Slike stranica
PDF
ePub

SPIRIT CONSCIOUSNESS OR CONSCIOUSNESS

OF SPIRIT-The Christ

This is the period when man becomes conscious of the Substance of the Universe. The effect of this illumination is to enable one to see through matter in the form of time or mass. When we have reached this point, we see nothing as real except this substance as Principle and its activities. This is the new Heaven and new Earth beheld by St. John instead of the bodily vision of a material heaven and earth.

Spirit consciousness consists of the apperception of Substance in its pure nature. It is the period when men tell of seeing God and speak and write of talking with Him. When men behold this Substance, they become indifferent to the world of bodily vision. They talk of things strange to mankind, and when they attempt to described in symbols what they have seen the symbol blinds their hearers to the Substance. They have been generally regarded as pious men, but in the generally accepted sense of the word this is not sustained by history. This state of mind is usually accompanied by an emotional repression which has been regarded as evidence of spirituality. Experience has taught me to believe this to be a mistaken idea of the influence of Spirit. I am convinced it is nothing more than a form of fear we experience in the presence of dignity and authority. When I first saw Spirit clearly the regeneration was remarkable and was accompanied by this sense of awe. However, instead of yielding to this fear, I determined to overcome it. This was not an easy thing to do in spite of mental independence and freedom from superstition. Besides, those with whom I was associated in studying and demon

strating this power regarded this awe as a sign of holiness. It took courage to do this, since I had nothing to guide me in history, philosophy or science.

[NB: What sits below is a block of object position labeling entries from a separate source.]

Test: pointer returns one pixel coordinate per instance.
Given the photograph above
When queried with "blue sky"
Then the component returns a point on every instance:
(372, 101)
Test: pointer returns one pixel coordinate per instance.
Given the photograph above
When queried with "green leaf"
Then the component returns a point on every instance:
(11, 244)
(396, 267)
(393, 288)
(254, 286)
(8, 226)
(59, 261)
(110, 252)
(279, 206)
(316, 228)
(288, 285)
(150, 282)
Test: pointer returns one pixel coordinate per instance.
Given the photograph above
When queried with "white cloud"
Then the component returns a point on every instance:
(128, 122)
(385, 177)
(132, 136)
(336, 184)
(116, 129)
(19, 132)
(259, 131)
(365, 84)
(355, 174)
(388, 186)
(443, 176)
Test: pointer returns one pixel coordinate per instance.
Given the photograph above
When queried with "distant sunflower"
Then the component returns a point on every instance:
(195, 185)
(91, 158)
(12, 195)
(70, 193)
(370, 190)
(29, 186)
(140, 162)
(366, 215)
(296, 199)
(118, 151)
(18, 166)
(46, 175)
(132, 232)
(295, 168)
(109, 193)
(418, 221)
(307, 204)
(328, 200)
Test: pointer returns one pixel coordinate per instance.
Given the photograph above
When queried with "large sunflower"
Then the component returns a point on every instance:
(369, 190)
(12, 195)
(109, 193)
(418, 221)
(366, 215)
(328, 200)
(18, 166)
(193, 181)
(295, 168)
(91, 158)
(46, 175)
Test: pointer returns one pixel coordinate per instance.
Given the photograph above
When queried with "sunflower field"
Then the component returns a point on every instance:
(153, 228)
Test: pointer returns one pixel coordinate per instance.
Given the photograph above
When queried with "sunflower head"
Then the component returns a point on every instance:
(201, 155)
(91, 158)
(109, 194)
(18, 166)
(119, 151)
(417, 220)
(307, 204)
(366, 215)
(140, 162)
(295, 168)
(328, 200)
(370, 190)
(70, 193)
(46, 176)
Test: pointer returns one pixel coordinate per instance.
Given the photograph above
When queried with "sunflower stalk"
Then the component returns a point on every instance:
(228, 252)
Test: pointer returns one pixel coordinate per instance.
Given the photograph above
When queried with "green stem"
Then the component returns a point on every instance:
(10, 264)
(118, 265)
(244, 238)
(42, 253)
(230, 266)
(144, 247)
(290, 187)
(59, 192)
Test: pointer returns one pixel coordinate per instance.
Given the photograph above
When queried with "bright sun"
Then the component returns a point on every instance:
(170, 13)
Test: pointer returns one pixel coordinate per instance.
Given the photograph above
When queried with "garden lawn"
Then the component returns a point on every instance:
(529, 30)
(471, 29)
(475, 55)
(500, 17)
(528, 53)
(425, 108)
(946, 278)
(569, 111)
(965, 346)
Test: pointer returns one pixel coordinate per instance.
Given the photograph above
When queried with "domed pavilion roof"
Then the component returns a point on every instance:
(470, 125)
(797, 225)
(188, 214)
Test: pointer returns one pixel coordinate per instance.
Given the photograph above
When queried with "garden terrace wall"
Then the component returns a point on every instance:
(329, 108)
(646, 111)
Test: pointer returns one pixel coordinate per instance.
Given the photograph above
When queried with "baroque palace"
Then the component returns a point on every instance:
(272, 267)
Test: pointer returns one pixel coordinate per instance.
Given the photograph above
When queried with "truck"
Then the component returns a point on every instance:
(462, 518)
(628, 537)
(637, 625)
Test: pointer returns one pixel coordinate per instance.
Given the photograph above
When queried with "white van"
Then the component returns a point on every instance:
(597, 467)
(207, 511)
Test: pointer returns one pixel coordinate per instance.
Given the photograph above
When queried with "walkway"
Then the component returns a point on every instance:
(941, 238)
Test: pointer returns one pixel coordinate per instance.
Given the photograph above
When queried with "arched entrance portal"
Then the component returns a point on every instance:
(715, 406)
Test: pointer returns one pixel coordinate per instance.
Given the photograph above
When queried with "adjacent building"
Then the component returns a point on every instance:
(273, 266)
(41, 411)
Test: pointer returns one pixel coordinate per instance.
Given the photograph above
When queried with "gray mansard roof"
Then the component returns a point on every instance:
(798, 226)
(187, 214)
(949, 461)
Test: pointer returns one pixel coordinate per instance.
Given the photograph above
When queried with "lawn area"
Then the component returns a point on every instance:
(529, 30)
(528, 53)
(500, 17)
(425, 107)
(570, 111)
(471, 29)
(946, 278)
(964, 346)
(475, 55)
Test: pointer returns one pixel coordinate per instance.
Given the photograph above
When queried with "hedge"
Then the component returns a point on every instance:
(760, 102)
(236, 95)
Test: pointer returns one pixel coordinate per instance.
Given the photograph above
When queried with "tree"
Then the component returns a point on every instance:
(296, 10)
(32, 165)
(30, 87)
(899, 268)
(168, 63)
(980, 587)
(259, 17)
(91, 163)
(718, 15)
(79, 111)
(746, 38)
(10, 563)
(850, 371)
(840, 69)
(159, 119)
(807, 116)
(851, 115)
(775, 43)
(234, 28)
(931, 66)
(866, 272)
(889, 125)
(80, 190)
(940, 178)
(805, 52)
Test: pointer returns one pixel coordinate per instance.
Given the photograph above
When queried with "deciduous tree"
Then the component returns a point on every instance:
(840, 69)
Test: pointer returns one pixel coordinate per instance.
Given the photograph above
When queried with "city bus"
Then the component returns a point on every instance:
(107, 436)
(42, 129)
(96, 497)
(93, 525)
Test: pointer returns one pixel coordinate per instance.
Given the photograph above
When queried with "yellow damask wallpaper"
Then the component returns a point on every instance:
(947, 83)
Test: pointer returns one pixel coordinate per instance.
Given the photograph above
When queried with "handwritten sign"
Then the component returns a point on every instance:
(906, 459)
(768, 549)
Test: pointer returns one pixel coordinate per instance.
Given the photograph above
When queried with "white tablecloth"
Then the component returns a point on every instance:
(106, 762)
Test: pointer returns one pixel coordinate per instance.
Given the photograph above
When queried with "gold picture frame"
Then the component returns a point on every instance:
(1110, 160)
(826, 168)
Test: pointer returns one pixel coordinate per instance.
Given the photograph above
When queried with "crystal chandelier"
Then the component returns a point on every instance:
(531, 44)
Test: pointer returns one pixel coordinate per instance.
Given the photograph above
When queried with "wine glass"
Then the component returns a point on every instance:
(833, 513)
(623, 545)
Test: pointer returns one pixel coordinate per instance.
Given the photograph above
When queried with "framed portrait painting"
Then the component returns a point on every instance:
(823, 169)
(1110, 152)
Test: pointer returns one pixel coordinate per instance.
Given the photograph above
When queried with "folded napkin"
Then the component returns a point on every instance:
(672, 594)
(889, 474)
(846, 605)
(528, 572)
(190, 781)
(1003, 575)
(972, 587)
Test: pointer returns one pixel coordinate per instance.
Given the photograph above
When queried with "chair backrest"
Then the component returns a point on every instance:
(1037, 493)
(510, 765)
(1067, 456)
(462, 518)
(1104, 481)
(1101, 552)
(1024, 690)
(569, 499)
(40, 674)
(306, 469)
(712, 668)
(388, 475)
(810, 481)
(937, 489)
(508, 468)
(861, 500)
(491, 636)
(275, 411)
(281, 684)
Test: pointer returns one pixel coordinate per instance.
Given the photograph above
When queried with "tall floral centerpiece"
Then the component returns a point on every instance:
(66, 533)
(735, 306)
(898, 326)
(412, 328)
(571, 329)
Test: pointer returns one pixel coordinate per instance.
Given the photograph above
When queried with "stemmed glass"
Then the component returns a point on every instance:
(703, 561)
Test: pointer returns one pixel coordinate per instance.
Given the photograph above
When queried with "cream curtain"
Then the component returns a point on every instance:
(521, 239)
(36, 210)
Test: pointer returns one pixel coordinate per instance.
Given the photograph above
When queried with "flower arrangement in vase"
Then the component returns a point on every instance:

The details of the influence of Spirit-consciousness on specific cases we will take up later, while we still will here consider the religious or spiritually minded in the generally understood meaning of the word. Those to whom this Light comes with an intense vision turn away from the world of human effort in a manner difficult to understand unless we have been so fortunate as to experience and survive it. The whole monastic history with its attendant schools of celibacy is the result of this effect on the human mind. This Spirit-consciousness not only produces in the mind an abhorrence of the processes of natural generation, but under its influence secondary qualities which impel those motives are destroyed. Under its influence, what is described in the Scriptures as "hungering after righteousness" is so great that men and women break in the most cruel manner the most sacred human ties. Human organizations are regarded as of no consequence and the effect of this accounts for the morbid and moribund condition which always follows in the wake of a great spiritual revival.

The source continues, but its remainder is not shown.